Monster Energy Ultra Paradise
My/Mo ice cream
Red Bull Peach Edition
Reign (Monster Beverage)
Ruffles Double Crunch
Smithfield Prime Fresh Delicatessen
Talenti Gelato Layers
Wonderful No Shells Flavored Pistachios
Innovation before the ‘new normal’
“Only time will tell how consumers’ behaviors will change from the pre-COVID-19 world to the one we are living in today, but brands that want to thrive will need to adjust their strategies, sometimes dramatically, to reflect the new normal,” said Larry Levin, executive vice president, Market and Shopper Intelligence and Thought Leadership, IRI. “When we look at how new products were developed and distributed during a similar economic period, the Great Recession, we see ample opportunity for manufacturers and retailers to adjust their innovation strategies in order to keep winning.”
Targeting the consumer
To understand those consumers who have catalyzed New Product Pacesetter products (in a pre-COVID-19 world), IRI used the New Product Pacesetter Consumer Survey results and ran certain segments through its EconoLink lens to gauge how enthusiastic people are about new products with consideration of their financial situations and outlooks.

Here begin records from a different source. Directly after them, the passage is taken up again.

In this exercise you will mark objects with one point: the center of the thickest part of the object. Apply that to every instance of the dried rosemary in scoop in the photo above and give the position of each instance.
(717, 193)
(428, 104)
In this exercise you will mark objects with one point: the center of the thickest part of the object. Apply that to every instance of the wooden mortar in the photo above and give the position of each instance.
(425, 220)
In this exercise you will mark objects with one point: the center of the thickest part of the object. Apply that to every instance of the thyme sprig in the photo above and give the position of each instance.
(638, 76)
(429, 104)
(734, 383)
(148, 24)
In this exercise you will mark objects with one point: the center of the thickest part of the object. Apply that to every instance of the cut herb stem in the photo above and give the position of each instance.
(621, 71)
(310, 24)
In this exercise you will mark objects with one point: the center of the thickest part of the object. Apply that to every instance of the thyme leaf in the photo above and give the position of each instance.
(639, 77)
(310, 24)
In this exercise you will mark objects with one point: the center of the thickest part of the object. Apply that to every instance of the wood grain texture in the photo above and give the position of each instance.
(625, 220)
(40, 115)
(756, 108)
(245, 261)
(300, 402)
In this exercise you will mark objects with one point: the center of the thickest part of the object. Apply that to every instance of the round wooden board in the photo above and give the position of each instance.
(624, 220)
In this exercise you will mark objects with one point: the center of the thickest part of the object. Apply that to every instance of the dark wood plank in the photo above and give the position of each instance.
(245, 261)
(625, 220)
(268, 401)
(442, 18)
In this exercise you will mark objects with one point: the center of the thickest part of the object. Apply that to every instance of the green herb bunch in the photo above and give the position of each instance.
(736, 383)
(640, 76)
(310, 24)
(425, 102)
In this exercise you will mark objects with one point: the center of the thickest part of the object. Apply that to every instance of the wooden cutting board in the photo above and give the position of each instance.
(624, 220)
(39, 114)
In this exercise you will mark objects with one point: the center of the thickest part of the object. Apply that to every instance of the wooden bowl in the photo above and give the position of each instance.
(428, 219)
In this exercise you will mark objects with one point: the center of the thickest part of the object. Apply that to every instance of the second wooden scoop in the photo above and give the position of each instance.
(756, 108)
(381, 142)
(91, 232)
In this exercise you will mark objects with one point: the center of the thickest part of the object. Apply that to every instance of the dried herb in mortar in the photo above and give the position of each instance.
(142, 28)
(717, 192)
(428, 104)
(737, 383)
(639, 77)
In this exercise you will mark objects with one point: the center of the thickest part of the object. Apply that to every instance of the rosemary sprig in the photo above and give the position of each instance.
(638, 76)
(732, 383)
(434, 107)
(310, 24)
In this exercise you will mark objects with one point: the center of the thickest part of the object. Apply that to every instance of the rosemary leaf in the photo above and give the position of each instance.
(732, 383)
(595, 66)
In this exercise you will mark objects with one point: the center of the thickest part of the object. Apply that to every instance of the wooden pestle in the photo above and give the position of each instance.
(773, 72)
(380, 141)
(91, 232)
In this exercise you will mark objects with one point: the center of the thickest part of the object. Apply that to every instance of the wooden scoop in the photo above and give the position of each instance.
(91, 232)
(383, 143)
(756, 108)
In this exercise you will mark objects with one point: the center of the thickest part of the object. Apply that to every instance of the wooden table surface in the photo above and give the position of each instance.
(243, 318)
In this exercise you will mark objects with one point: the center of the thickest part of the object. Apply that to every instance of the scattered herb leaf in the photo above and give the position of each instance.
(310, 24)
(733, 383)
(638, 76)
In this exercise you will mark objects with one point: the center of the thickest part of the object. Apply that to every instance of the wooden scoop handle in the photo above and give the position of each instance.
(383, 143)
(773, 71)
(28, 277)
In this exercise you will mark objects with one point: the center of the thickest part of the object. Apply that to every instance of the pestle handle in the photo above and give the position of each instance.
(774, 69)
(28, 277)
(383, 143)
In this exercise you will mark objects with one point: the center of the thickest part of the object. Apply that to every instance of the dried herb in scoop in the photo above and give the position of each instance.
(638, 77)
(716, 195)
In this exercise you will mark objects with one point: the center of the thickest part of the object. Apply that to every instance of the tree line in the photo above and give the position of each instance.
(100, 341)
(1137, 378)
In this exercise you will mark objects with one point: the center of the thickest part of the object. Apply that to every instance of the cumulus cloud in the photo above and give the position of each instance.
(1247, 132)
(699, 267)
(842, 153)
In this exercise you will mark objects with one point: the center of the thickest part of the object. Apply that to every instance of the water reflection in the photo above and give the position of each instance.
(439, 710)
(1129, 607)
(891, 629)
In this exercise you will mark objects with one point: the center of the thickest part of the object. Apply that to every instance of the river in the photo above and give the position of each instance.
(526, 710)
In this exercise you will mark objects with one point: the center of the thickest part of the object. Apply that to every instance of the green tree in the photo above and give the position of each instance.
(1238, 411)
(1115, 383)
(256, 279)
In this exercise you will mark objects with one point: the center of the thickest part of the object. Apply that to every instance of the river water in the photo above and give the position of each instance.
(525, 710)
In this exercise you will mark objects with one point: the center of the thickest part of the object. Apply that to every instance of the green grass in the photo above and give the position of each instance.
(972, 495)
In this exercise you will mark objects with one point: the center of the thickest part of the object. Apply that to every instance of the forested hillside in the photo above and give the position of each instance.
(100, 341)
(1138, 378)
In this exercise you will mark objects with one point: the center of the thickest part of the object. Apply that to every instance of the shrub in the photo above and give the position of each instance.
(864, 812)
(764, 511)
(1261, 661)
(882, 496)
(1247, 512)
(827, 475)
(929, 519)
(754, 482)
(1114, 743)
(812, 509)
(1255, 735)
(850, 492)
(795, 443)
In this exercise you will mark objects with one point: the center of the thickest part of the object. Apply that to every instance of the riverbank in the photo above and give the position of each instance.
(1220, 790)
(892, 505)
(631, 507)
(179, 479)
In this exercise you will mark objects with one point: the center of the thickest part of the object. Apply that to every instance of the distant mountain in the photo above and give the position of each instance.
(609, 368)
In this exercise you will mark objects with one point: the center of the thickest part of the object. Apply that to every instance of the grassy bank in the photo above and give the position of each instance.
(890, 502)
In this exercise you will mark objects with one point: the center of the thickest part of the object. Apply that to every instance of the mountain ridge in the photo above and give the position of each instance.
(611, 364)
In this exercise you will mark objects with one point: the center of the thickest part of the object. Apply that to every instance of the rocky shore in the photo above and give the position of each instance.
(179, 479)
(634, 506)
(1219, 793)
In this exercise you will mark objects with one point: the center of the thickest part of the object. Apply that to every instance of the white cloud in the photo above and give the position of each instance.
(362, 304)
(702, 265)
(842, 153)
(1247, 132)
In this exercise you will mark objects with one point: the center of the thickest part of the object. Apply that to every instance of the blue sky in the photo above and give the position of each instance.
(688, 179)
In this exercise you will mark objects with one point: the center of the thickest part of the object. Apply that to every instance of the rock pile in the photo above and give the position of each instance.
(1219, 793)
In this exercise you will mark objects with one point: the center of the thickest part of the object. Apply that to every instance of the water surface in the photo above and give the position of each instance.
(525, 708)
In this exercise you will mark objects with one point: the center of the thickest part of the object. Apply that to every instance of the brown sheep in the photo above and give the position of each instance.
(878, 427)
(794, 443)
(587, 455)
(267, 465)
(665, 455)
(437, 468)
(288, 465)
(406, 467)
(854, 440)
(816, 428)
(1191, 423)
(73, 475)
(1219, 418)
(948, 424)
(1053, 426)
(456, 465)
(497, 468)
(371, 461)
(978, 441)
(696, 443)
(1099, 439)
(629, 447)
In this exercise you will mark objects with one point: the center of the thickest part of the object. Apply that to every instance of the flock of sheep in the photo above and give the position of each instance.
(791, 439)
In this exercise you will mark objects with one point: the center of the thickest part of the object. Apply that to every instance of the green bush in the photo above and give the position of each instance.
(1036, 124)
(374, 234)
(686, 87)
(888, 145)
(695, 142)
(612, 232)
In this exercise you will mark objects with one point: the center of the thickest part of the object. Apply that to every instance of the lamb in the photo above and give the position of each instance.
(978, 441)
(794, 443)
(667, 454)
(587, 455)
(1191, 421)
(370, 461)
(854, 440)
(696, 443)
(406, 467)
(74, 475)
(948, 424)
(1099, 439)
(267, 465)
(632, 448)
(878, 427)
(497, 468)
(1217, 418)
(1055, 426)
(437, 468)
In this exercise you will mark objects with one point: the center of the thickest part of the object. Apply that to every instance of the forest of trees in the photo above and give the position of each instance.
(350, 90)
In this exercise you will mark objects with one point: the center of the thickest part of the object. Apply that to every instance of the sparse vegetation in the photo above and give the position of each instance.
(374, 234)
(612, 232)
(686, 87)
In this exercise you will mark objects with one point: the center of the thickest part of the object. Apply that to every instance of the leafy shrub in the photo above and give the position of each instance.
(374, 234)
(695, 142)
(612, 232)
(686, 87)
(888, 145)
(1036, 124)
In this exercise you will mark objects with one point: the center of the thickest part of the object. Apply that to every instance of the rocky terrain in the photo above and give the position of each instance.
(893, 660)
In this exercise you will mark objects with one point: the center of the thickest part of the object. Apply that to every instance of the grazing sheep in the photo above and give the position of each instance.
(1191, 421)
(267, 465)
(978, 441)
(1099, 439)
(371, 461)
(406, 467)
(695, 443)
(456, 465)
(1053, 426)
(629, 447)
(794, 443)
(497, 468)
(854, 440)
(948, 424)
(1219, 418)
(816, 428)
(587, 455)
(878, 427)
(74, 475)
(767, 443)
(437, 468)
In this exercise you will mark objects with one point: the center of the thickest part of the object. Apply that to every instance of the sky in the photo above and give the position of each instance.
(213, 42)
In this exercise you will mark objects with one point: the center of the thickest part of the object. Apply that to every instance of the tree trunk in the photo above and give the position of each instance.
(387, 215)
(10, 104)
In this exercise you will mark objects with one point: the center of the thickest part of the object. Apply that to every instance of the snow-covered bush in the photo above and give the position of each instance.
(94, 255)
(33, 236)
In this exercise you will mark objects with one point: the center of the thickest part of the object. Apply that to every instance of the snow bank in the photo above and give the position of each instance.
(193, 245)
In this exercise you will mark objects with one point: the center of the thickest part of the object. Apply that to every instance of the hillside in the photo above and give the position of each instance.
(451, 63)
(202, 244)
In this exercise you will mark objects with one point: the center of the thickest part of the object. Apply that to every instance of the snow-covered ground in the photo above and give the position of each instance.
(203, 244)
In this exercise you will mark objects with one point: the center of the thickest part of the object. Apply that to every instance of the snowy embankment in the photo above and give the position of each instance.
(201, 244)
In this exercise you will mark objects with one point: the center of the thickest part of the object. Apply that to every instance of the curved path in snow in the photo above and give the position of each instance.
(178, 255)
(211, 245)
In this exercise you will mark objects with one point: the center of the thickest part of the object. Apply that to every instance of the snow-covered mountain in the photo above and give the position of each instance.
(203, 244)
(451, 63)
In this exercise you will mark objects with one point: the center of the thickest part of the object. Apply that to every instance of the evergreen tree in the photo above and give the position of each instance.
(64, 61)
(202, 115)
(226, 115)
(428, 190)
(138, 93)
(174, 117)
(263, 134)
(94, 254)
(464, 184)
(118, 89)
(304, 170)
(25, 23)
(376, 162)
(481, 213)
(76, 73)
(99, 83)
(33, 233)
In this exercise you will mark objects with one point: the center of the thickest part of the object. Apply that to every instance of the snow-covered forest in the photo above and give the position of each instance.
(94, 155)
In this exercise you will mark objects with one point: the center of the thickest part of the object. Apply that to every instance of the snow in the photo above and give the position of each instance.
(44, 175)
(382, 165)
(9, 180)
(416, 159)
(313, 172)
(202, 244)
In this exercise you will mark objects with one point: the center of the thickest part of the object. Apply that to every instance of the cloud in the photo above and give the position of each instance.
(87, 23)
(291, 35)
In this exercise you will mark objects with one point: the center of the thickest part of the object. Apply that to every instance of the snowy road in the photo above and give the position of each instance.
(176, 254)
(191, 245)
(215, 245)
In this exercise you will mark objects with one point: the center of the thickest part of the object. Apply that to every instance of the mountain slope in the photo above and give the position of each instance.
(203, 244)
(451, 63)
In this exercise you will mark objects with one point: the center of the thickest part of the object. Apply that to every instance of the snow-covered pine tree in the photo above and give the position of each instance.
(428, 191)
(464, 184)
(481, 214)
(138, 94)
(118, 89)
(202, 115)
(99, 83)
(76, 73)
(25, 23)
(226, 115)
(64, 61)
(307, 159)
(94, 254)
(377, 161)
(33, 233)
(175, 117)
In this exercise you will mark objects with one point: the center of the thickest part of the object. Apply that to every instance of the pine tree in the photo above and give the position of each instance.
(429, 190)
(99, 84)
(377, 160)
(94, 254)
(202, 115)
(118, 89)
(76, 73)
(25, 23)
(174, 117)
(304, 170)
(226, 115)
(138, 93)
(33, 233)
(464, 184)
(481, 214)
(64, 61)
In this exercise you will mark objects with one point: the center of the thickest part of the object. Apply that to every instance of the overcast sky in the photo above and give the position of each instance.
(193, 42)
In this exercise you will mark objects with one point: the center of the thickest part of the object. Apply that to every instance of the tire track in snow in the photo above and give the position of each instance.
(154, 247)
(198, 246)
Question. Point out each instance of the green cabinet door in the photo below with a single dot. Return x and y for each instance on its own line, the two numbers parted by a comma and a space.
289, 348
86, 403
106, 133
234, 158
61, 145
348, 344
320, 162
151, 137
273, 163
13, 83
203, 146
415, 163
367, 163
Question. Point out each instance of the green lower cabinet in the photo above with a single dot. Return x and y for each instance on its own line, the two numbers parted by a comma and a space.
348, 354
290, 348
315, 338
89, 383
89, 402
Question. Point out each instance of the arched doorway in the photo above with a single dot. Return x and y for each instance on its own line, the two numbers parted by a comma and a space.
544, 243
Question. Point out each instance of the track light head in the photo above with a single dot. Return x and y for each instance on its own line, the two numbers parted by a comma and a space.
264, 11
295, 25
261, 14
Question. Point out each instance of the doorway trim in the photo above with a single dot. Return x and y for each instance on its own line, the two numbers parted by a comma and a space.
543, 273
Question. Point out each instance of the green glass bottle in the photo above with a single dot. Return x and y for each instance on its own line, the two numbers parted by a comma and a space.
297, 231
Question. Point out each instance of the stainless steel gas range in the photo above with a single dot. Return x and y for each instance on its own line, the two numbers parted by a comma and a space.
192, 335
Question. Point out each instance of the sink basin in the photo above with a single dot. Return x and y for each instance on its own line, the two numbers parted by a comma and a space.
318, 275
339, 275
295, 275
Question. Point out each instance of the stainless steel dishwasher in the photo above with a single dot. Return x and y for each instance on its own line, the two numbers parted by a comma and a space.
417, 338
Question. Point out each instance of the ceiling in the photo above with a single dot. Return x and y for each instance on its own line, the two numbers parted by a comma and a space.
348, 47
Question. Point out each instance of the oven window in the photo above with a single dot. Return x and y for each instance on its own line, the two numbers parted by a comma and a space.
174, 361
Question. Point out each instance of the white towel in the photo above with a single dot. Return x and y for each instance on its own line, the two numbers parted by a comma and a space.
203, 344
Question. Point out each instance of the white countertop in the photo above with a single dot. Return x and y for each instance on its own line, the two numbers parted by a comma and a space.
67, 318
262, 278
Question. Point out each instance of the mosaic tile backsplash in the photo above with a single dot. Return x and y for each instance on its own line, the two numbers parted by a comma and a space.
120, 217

Survey results and EconoLink segments identified a powerful consumer group—Avid Early Adopters—who have a high propensity to buy new products. Avid Early Adopters are most often in their mid-40s, have kids at home and have moderate income levels, though income enough to take risks with their purchases. And while this group represents only about 8% of the population, it’s small but powerful, IRI noted. Most members of this group are committed to new products across segments. They are likely to try a new product in four of six categories, compared with New Product Enthusiasts, who engage in up to three, and Laggards, who try up to two. U.S. consumers remain consistent in their adoption of new products, with about 1 in 12 continuing to see themselves as Avid Early Adopters. The convergence of an adopter mindset combined with an economic backdrop provides an interesting story that helps cultivate targeted opportunities for manufacturers and retailers, the report concluded.